I've had good luck using aqua faba as a substitute for eggs in some baked items Ive made. You might give that a try also.
Good luck,
Peachcreek


----------



## wfpb (Oct 24, 2017)

I'll keep this thread up-to-date with my research and experimentations for the sake of completeness of information, and in case anyone else is interested in the subject of plant based cooking and baking in particular.

So far ground flax seeds and water have worked very well in my recipe, giving the cookie a better colour, structure and also shelf life.

Next up is a variation on the same theme: a "gel" very similat to egg whites made by cooking the flax seeds in water and then straining the result. I'm curious to see if the extra browning of the surface in the last batch was due to the actual ground seeds in the dough or rather to the effect of the gel that forms after soaking them in water.

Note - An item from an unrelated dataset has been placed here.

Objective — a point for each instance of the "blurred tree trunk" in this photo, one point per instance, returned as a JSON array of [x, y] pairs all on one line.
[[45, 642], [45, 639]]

I've also ordered some lecithin, which is found in egg yolks. It should improve the life span of the plant-based cookies even further. More on that later on.


----------



## chefpeon (Jun 14, 2006)

“I've also ordered some lecithin, which is found in egg yolks. It should improve the life span of the plant-based cookies even further. More on that later on.“

Make sure the lecithin you buy is soy lecithin. Other types probably aren’t vegan.


----------



## wfpb (Oct 24, 2017)

chefpeon said:


> Make sure the lecithin you buy is soy lecithin. Other types probably aren't vegan.


Yes, I did order soy lecithin, although I want to try sunflower lecithin as well. Some people are still funny about soy products, doesn't matter how many times you state "gmo free and orfanic"...


----------